The Anxiety Sensitivity Index-3 (ASI-3; Taylor et al. 2007) is an 18-item self-report used to assess concern associated with possible negative consequences of anxiety-related symptoms (e.g., “It scares me when my heart beats rapidly”). The scale includes some items from the original ASI (Reiss et al., 1986). Responses are rated on a 5-point Likert scale ranging from 0 (very little) to 4 (very much) and summed to create total score.

Descriptive Measures

The Structured Clinical Interview-Non-Patient Version for DSM-IV (SCID-I/NP; First et al., 2007) is a clinician-administered structured diagnostic assessment of past year Axis I psychopathology. Assessments were administered by trained research assistants or doctoral level staff. The Smoking History Questionnaire (Brown, Kahler, Zvolensky, Lejuez, & Ramsey, 2001) is a self-report questionnaire used to assess smoking history (e.g., onset of regular daily smoking), pattern (e.g., number of cigarettes consumed per day), and quit history.

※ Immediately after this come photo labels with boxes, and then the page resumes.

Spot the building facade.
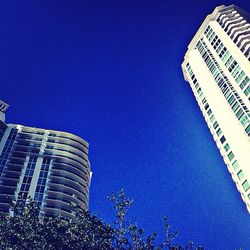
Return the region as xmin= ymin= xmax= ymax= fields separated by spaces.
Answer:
xmin=182 ymin=5 xmax=250 ymax=212
xmin=0 ymin=102 xmax=91 ymax=217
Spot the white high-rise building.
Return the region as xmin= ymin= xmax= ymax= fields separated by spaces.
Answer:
xmin=182 ymin=5 xmax=250 ymax=213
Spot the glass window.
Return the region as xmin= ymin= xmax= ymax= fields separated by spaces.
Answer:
xmin=237 ymin=170 xmax=244 ymax=181
xmin=220 ymin=135 xmax=226 ymax=144
xmin=216 ymin=128 xmax=222 ymax=136
xmin=213 ymin=122 xmax=219 ymax=129
xmin=242 ymin=180 xmax=250 ymax=191
xmin=210 ymin=115 xmax=215 ymax=122
xmin=245 ymin=124 xmax=250 ymax=135
xmin=227 ymin=151 xmax=234 ymax=161
xmin=224 ymin=143 xmax=230 ymax=152
xmin=232 ymin=160 xmax=239 ymax=170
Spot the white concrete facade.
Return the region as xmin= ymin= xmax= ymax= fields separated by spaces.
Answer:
xmin=182 ymin=5 xmax=250 ymax=213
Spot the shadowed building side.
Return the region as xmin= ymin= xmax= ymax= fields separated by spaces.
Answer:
xmin=182 ymin=5 xmax=250 ymax=212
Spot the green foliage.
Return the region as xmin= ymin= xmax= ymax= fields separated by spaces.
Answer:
xmin=0 ymin=190 xmax=203 ymax=250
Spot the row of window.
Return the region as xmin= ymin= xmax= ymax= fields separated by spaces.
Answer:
xmin=217 ymin=8 xmax=250 ymax=61
xmin=0 ymin=129 xmax=17 ymax=180
xmin=204 ymin=26 xmax=250 ymax=99
xmin=34 ymin=158 xmax=51 ymax=208
xmin=19 ymin=156 xmax=37 ymax=200
xmin=197 ymin=39 xmax=250 ymax=135
xmin=186 ymin=63 xmax=250 ymax=195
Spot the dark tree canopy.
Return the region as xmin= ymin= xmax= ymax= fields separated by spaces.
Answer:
xmin=0 ymin=190 xmax=203 ymax=250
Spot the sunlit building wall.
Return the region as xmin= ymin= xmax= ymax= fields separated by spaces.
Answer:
xmin=182 ymin=5 xmax=250 ymax=212
xmin=0 ymin=100 xmax=90 ymax=217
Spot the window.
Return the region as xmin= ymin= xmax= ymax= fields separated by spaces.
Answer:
xmin=213 ymin=122 xmax=219 ymax=129
xmin=216 ymin=128 xmax=222 ymax=136
xmin=237 ymin=170 xmax=244 ymax=181
xmin=224 ymin=143 xmax=230 ymax=152
xmin=227 ymin=151 xmax=234 ymax=161
xmin=242 ymin=180 xmax=250 ymax=191
xmin=210 ymin=115 xmax=215 ymax=122
xmin=245 ymin=124 xmax=250 ymax=135
xmin=232 ymin=160 xmax=239 ymax=170
xmin=220 ymin=135 xmax=226 ymax=144
xmin=207 ymin=109 xmax=212 ymax=115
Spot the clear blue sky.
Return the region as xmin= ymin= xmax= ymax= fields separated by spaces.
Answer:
xmin=0 ymin=0 xmax=250 ymax=249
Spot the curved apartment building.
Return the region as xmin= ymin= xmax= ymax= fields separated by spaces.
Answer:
xmin=0 ymin=100 xmax=91 ymax=217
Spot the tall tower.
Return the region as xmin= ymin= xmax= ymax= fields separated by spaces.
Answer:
xmin=182 ymin=5 xmax=250 ymax=213
xmin=0 ymin=102 xmax=91 ymax=217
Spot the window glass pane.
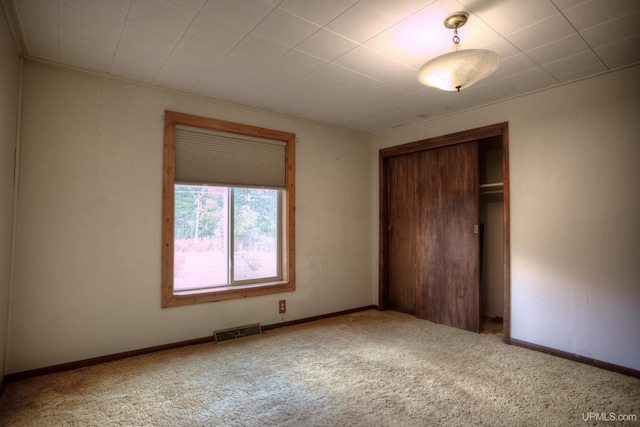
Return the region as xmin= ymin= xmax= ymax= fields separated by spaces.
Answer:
xmin=233 ymin=188 xmax=279 ymax=281
xmin=173 ymin=184 xmax=229 ymax=291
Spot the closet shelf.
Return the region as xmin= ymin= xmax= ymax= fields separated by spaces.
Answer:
xmin=480 ymin=182 xmax=504 ymax=194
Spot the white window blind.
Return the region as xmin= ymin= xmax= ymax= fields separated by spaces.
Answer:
xmin=175 ymin=125 xmax=286 ymax=188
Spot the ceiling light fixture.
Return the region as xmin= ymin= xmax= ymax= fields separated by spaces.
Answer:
xmin=418 ymin=12 xmax=500 ymax=92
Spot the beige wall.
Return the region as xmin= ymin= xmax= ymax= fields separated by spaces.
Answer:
xmin=372 ymin=67 xmax=640 ymax=369
xmin=5 ymin=56 xmax=640 ymax=373
xmin=0 ymin=8 xmax=20 ymax=378
xmin=8 ymin=61 xmax=373 ymax=372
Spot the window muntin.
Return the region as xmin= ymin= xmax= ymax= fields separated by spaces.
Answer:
xmin=173 ymin=184 xmax=282 ymax=291
xmin=162 ymin=111 xmax=295 ymax=307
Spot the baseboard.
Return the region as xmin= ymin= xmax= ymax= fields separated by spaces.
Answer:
xmin=262 ymin=305 xmax=378 ymax=331
xmin=0 ymin=305 xmax=377 ymax=384
xmin=508 ymin=338 xmax=640 ymax=378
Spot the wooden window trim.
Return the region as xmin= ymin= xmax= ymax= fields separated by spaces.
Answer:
xmin=162 ymin=111 xmax=296 ymax=308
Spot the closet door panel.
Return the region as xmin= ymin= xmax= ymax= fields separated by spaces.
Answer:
xmin=416 ymin=142 xmax=480 ymax=332
xmin=386 ymin=154 xmax=419 ymax=315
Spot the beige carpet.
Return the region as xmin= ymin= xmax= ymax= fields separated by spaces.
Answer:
xmin=0 ymin=310 xmax=640 ymax=426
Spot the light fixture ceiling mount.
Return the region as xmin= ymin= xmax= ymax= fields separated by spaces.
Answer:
xmin=418 ymin=12 xmax=500 ymax=92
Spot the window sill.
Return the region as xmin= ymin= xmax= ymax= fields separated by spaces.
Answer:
xmin=162 ymin=281 xmax=296 ymax=308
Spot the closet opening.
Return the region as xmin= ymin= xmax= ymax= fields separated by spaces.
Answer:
xmin=379 ymin=122 xmax=510 ymax=343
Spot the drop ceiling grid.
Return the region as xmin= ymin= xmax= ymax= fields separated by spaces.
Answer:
xmin=6 ymin=0 xmax=640 ymax=133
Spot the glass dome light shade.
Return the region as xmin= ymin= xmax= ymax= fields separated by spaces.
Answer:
xmin=418 ymin=49 xmax=500 ymax=91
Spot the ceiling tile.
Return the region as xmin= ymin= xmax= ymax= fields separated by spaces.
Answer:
xmin=595 ymin=35 xmax=640 ymax=70
xmin=59 ymin=0 xmax=125 ymax=40
xmin=4 ymin=0 xmax=640 ymax=133
xmin=165 ymin=0 xmax=207 ymax=12
xmin=279 ymin=0 xmax=358 ymax=25
xmin=171 ymin=38 xmax=229 ymax=69
xmin=128 ymin=0 xmax=197 ymax=34
xmin=296 ymin=29 xmax=358 ymax=61
xmin=110 ymin=41 xmax=165 ymax=83
xmin=580 ymin=11 xmax=640 ymax=48
xmin=499 ymin=67 xmax=559 ymax=93
xmin=201 ymin=0 xmax=274 ymax=32
xmin=493 ymin=54 xmax=536 ymax=78
xmin=507 ymin=14 xmax=574 ymax=51
xmin=63 ymin=0 xmax=131 ymax=18
xmin=184 ymin=13 xmax=246 ymax=51
xmin=544 ymin=50 xmax=606 ymax=81
xmin=458 ymin=0 xmax=558 ymax=34
xmin=551 ymin=0 xmax=589 ymax=10
xmin=153 ymin=58 xmax=210 ymax=92
xmin=253 ymin=9 xmax=320 ymax=47
xmin=60 ymin=30 xmax=118 ymax=72
xmin=121 ymin=21 xmax=180 ymax=55
xmin=308 ymin=64 xmax=380 ymax=95
xmin=563 ymin=0 xmax=640 ymax=31
xmin=271 ymin=49 xmax=327 ymax=76
xmin=326 ymin=2 xmax=395 ymax=43
xmin=526 ymin=33 xmax=591 ymax=64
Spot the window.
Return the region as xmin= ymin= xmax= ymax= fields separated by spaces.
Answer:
xmin=162 ymin=111 xmax=295 ymax=307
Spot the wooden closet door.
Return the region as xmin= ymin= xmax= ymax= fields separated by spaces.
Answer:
xmin=386 ymin=154 xmax=420 ymax=315
xmin=416 ymin=142 xmax=480 ymax=332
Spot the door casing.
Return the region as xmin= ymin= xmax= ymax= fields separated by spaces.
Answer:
xmin=378 ymin=122 xmax=511 ymax=343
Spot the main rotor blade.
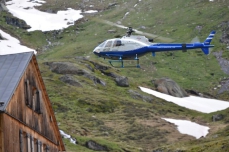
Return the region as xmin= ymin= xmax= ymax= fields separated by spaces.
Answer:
xmin=100 ymin=20 xmax=174 ymax=42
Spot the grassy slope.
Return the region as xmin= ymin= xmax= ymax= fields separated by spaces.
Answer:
xmin=0 ymin=0 xmax=229 ymax=151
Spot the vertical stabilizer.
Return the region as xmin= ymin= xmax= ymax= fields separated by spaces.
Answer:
xmin=204 ymin=31 xmax=215 ymax=45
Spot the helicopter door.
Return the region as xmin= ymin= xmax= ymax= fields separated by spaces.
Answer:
xmin=112 ymin=40 xmax=122 ymax=51
xmin=103 ymin=41 xmax=112 ymax=52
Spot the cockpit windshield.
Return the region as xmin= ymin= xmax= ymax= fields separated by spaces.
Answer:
xmin=98 ymin=41 xmax=106 ymax=47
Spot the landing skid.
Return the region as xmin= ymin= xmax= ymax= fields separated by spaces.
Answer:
xmin=108 ymin=58 xmax=140 ymax=68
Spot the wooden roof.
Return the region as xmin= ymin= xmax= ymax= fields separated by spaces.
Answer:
xmin=0 ymin=52 xmax=65 ymax=150
xmin=0 ymin=52 xmax=33 ymax=111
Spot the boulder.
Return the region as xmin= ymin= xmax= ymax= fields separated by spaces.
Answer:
xmin=115 ymin=76 xmax=129 ymax=87
xmin=86 ymin=140 xmax=108 ymax=151
xmin=5 ymin=16 xmax=31 ymax=29
xmin=60 ymin=75 xmax=82 ymax=87
xmin=212 ymin=114 xmax=224 ymax=122
xmin=45 ymin=62 xmax=89 ymax=75
xmin=129 ymin=90 xmax=153 ymax=103
xmin=84 ymin=74 xmax=106 ymax=86
xmin=153 ymin=78 xmax=188 ymax=98
xmin=44 ymin=62 xmax=106 ymax=86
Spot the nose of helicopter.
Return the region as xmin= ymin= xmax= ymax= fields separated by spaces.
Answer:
xmin=93 ymin=47 xmax=100 ymax=55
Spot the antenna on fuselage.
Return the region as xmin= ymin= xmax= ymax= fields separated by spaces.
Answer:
xmin=126 ymin=27 xmax=134 ymax=37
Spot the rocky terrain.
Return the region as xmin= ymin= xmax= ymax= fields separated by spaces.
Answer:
xmin=0 ymin=0 xmax=229 ymax=152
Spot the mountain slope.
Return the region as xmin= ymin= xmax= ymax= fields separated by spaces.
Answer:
xmin=0 ymin=0 xmax=229 ymax=151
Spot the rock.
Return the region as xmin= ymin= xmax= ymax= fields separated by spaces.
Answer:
xmin=212 ymin=114 xmax=224 ymax=122
xmin=108 ymin=3 xmax=118 ymax=9
xmin=129 ymin=90 xmax=153 ymax=103
xmin=107 ymin=30 xmax=117 ymax=33
xmin=86 ymin=140 xmax=108 ymax=151
xmin=153 ymin=78 xmax=188 ymax=98
xmin=60 ymin=75 xmax=82 ymax=87
xmin=44 ymin=62 xmax=106 ymax=86
xmin=84 ymin=74 xmax=106 ymax=86
xmin=5 ymin=16 xmax=31 ymax=29
xmin=115 ymin=76 xmax=129 ymax=87
xmin=44 ymin=62 xmax=89 ymax=76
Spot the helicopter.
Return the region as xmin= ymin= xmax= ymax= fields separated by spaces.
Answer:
xmin=93 ymin=27 xmax=216 ymax=68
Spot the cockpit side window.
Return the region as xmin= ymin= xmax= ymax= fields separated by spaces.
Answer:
xmin=116 ymin=40 xmax=122 ymax=46
xmin=113 ymin=40 xmax=122 ymax=47
xmin=105 ymin=41 xmax=112 ymax=47
xmin=98 ymin=41 xmax=106 ymax=47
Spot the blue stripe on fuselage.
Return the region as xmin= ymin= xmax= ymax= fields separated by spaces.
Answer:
xmin=149 ymin=43 xmax=204 ymax=52
xmin=94 ymin=47 xmax=150 ymax=59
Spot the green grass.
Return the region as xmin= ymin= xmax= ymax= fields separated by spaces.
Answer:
xmin=0 ymin=0 xmax=229 ymax=152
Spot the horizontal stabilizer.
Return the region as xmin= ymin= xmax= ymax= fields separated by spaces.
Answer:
xmin=201 ymin=48 xmax=209 ymax=55
xmin=204 ymin=31 xmax=215 ymax=45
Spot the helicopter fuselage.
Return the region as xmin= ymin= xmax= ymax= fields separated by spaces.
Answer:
xmin=93 ymin=32 xmax=214 ymax=60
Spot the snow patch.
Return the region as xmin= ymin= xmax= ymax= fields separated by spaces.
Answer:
xmin=162 ymin=118 xmax=210 ymax=139
xmin=0 ymin=30 xmax=37 ymax=55
xmin=139 ymin=87 xmax=229 ymax=113
xmin=6 ymin=0 xmax=97 ymax=31
xmin=60 ymin=130 xmax=77 ymax=144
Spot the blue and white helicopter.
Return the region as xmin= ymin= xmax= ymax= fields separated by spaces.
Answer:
xmin=93 ymin=27 xmax=215 ymax=68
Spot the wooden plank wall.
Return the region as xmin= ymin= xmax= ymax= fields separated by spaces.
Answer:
xmin=3 ymin=60 xmax=62 ymax=151
xmin=1 ymin=114 xmax=59 ymax=152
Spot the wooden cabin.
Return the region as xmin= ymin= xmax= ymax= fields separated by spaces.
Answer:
xmin=0 ymin=52 xmax=65 ymax=152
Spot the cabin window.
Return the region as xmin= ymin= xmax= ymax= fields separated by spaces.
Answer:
xmin=44 ymin=145 xmax=49 ymax=152
xmin=34 ymin=90 xmax=42 ymax=114
xmin=25 ymin=80 xmax=30 ymax=105
xmin=26 ymin=133 xmax=31 ymax=152
xmin=19 ymin=129 xmax=24 ymax=152
xmin=35 ymin=140 xmax=42 ymax=152
xmin=113 ymin=40 xmax=122 ymax=47
xmin=105 ymin=41 xmax=112 ymax=47
xmin=30 ymin=135 xmax=34 ymax=152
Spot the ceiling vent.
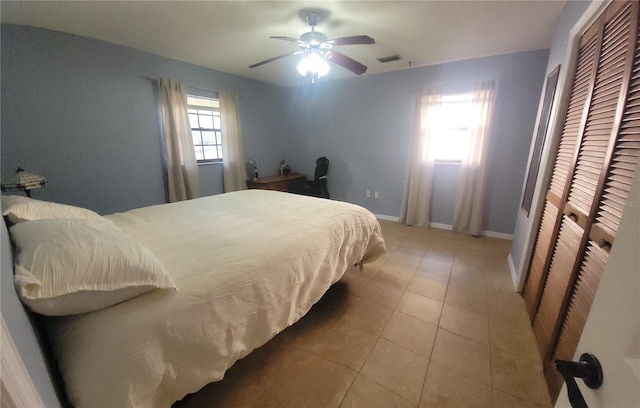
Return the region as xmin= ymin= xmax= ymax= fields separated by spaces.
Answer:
xmin=378 ymin=55 xmax=402 ymax=64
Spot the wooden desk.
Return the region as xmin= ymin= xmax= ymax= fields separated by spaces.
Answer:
xmin=247 ymin=173 xmax=306 ymax=192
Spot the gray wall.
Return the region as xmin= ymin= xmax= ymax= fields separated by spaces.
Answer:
xmin=1 ymin=25 xmax=285 ymax=214
xmin=0 ymin=19 xmax=547 ymax=406
xmin=285 ymin=50 xmax=548 ymax=234
xmin=511 ymin=1 xmax=590 ymax=276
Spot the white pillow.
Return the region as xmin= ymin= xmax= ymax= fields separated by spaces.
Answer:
xmin=2 ymin=195 xmax=102 ymax=225
xmin=9 ymin=218 xmax=176 ymax=316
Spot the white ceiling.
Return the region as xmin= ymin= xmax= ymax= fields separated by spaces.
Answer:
xmin=0 ymin=0 xmax=566 ymax=86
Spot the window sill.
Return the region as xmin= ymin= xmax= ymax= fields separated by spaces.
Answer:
xmin=433 ymin=160 xmax=462 ymax=166
xmin=198 ymin=160 xmax=223 ymax=167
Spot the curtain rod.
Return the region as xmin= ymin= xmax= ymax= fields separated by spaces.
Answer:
xmin=142 ymin=76 xmax=220 ymax=94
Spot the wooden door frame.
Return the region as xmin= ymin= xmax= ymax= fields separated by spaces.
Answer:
xmin=514 ymin=0 xmax=613 ymax=293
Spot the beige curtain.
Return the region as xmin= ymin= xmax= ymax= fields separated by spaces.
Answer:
xmin=453 ymin=81 xmax=497 ymax=235
xmin=218 ymin=92 xmax=247 ymax=192
xmin=158 ymin=79 xmax=200 ymax=202
xmin=400 ymin=89 xmax=442 ymax=227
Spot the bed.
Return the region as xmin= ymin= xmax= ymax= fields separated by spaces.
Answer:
xmin=3 ymin=190 xmax=385 ymax=407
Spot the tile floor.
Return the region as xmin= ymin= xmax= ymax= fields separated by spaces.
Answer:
xmin=175 ymin=221 xmax=551 ymax=408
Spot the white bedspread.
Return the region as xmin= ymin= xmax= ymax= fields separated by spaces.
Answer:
xmin=48 ymin=190 xmax=385 ymax=408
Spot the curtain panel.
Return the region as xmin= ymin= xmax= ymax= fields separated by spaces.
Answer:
xmin=400 ymin=88 xmax=442 ymax=227
xmin=157 ymin=78 xmax=200 ymax=202
xmin=218 ymin=91 xmax=247 ymax=192
xmin=453 ymin=81 xmax=497 ymax=236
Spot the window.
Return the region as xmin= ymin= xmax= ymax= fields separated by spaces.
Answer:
xmin=187 ymin=95 xmax=222 ymax=163
xmin=429 ymin=92 xmax=474 ymax=163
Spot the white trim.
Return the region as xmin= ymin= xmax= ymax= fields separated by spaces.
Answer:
xmin=374 ymin=218 xmax=513 ymax=241
xmin=480 ymin=230 xmax=513 ymax=241
xmin=373 ymin=214 xmax=400 ymax=222
xmin=514 ymin=0 xmax=611 ymax=292
xmin=429 ymin=222 xmax=453 ymax=231
xmin=0 ymin=316 xmax=44 ymax=407
xmin=507 ymin=252 xmax=518 ymax=291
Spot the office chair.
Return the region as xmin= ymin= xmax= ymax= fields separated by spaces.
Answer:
xmin=291 ymin=156 xmax=331 ymax=198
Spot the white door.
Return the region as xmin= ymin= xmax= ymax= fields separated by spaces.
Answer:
xmin=556 ymin=171 xmax=640 ymax=408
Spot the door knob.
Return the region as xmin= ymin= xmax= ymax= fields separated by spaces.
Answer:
xmin=554 ymin=353 xmax=602 ymax=408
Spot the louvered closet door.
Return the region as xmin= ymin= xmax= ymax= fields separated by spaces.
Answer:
xmin=546 ymin=3 xmax=640 ymax=392
xmin=524 ymin=2 xmax=640 ymax=398
xmin=523 ymin=23 xmax=598 ymax=321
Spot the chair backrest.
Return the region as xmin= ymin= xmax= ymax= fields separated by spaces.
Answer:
xmin=313 ymin=156 xmax=329 ymax=181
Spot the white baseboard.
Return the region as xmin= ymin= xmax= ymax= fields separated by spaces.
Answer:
xmin=429 ymin=222 xmax=453 ymax=231
xmin=373 ymin=214 xmax=400 ymax=222
xmin=374 ymin=214 xmax=513 ymax=241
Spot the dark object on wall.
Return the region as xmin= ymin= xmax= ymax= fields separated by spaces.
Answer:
xmin=291 ymin=156 xmax=331 ymax=198
xmin=1 ymin=167 xmax=47 ymax=197
xmin=522 ymin=65 xmax=560 ymax=217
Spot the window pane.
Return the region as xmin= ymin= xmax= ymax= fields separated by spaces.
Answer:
xmin=432 ymin=129 xmax=469 ymax=160
xmin=202 ymin=131 xmax=216 ymax=145
xmin=198 ymin=111 xmax=213 ymax=129
xmin=189 ymin=110 xmax=200 ymax=128
xmin=191 ymin=130 xmax=202 ymax=145
xmin=204 ymin=146 xmax=218 ymax=160
xmin=195 ymin=146 xmax=204 ymax=160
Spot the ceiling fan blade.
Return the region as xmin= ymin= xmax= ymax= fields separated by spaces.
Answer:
xmin=328 ymin=35 xmax=376 ymax=45
xmin=249 ymin=51 xmax=302 ymax=68
xmin=327 ymin=51 xmax=367 ymax=75
xmin=269 ymin=35 xmax=300 ymax=43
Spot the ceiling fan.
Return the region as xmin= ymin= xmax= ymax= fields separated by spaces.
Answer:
xmin=249 ymin=12 xmax=375 ymax=82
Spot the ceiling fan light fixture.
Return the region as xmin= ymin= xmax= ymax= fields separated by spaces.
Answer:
xmin=298 ymin=52 xmax=331 ymax=78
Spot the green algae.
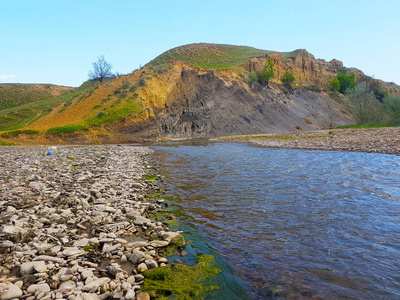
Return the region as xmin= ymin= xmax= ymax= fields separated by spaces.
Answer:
xmin=142 ymin=255 xmax=221 ymax=300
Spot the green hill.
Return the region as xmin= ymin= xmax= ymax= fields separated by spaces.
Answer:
xmin=0 ymin=83 xmax=72 ymax=109
xmin=0 ymin=81 xmax=104 ymax=131
xmin=146 ymin=43 xmax=300 ymax=69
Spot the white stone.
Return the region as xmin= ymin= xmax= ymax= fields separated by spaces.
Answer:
xmin=82 ymin=277 xmax=111 ymax=292
xmin=58 ymin=280 xmax=76 ymax=290
xmin=33 ymin=261 xmax=47 ymax=273
xmin=81 ymin=270 xmax=94 ymax=280
xmin=0 ymin=283 xmax=22 ymax=300
xmin=138 ymin=263 xmax=148 ymax=273
xmin=19 ymin=262 xmax=35 ymax=276
xmin=26 ymin=283 xmax=50 ymax=294
xmin=125 ymin=290 xmax=135 ymax=300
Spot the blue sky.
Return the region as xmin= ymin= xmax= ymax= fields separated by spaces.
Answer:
xmin=0 ymin=0 xmax=400 ymax=86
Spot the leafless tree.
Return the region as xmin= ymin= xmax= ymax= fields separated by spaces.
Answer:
xmin=89 ymin=55 xmax=113 ymax=82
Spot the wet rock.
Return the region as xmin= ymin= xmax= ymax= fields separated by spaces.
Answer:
xmin=138 ymin=263 xmax=148 ymax=273
xmin=26 ymin=283 xmax=50 ymax=294
xmin=125 ymin=290 xmax=135 ymax=300
xmin=144 ymin=259 xmax=158 ymax=269
xmin=82 ymin=277 xmax=111 ymax=292
xmin=129 ymin=250 xmax=145 ymax=265
xmin=136 ymin=293 xmax=150 ymax=300
xmin=0 ymin=283 xmax=22 ymax=300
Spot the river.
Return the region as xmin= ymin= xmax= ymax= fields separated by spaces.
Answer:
xmin=155 ymin=143 xmax=400 ymax=299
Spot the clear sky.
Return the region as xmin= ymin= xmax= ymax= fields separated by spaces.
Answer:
xmin=0 ymin=0 xmax=400 ymax=86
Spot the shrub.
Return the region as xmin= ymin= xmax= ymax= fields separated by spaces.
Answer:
xmin=249 ymin=72 xmax=258 ymax=84
xmin=281 ymin=72 xmax=296 ymax=88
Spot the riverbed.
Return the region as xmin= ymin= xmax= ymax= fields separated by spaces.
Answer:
xmin=155 ymin=143 xmax=400 ymax=299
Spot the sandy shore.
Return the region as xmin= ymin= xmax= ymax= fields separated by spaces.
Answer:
xmin=226 ymin=127 xmax=400 ymax=155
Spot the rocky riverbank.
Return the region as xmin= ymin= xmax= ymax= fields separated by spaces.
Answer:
xmin=223 ymin=127 xmax=400 ymax=155
xmin=0 ymin=145 xmax=184 ymax=300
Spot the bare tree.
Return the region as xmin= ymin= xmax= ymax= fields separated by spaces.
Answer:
xmin=89 ymin=55 xmax=113 ymax=82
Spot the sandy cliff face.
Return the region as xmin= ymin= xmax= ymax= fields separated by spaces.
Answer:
xmin=113 ymin=59 xmax=353 ymax=138
xmin=244 ymin=50 xmax=343 ymax=86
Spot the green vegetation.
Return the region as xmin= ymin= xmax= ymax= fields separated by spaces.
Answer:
xmin=0 ymin=83 xmax=69 ymax=110
xmin=47 ymin=124 xmax=88 ymax=133
xmin=281 ymin=72 xmax=296 ymax=88
xmin=0 ymin=141 xmax=15 ymax=146
xmin=0 ymin=81 xmax=104 ymax=131
xmin=258 ymin=58 xmax=274 ymax=85
xmin=146 ymin=43 xmax=300 ymax=70
xmin=85 ymin=97 xmax=143 ymax=127
xmin=330 ymin=68 xmax=356 ymax=94
xmin=1 ymin=129 xmax=39 ymax=139
xmin=142 ymin=255 xmax=221 ymax=300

Convergent and Discriminant Validity

The Anxiety Sensitivity Index (ASI; Reiss et al., 1986) is the original 16-item measure of anxiety sensitivity; with five items that overlap with the ASI-3. The total sum score was used as a test of convergent validity (internal consistency of items was α = .93). The Body Vigilance Scale (BVS; Schmidt, Lerew, & Trakowski, 1997) is a four-item self-report measure of the extent to which one focuses on internal bodily sensations. Items are summed to derive a total score. This measure has strong psychometric properties (Schmidt et al., 1997); internal consistency of items was α = .81. The Inventory of Depression and Anxiety Symptoms (IDAS; Watson et al., 2007) is a 64-item self-report measure of symptoms of major depression and related anxiety symptoms, with strong psychometric properties (Watson et al., 2007). The Panic subscale (eight items) was used for a test of convergent validity, as this subscale taps anxious arousal, the tendency to experience physiological arousal associated with anxiety (Watson et al., 2007). The IDAS-Well-Being subscale (eight items) indexes positive affective states, which was used to assess discriminant validity. Internal consistency was α = .88 for the IDAS-Panic subscale items and α = .91 for the IDAS-Well-Being subscale items. The Positive and Negative Affect Scale (PANAS; Watson, Clark, & Tellegen, 1988) is a 20-item self-report measure of broad negative and positive affect. The PANAS has strong documented psychometric properties (Watson et al., 1988). The negative and positive affect scales were used to assess convergent and discriminant validity, respectively. Internal consistency for the subscale items were α = .90 (Positive affect) and α = .91 (Negative affect).

Predictive Validity

The Fagerström Test for Nicotine Dependence (FTND; Heatherton, Kozlowski, Frecker, & Fagerström, 1991) is a six-item scale that assesses gradations in tobacco dependence. The FTND items have adequate psychometric properties (Heatherton et al., 1991). A smoking heaviness index was derived from two items – “How many minutes after you wake do you smoke your first cigarette” and “How many cigarettes a day do you smoke” (Etter, Vu Duc, & Perneger, 1999); this was assessed at Time 1 and Time 2 for test of predictive validity.

Data Analytic Plan

The factor structure at Time 1 was examined using structural equation modeling (Confirmatory Factor Analysis; CFA). A single-factor and three-factor model were analyzed. Analyses were conducted using Mplus version 7.1 (Muthén & Muthén, 1998–2012). A second CFA was conducted using data collected at Time 2 to confirm the factor structure. Factor stability was assessed by first assessing measurement invariance according to Meredith (1993), by examining whether factor loadings (i.e., weak invariance), and then factor intercepts (i.e., strong invariance) held. Following this, within-factor paths were examined across Time 1 and Time 2 using the best-fitting model. Cronbach’s alpha was used to document internal consistency of factor items. Inter-correlations were computed to assess test-retest reliability of factor scores. Zero-order correlations were computed between the ASI-3 factor scores at Time 1 in relation to the relevant measures at Time 1. Path modeling in Mplus was used to assess the predictive validity of the ASI-3 factor scores at Time 1 and Time 2 in terms of smoking characteristics.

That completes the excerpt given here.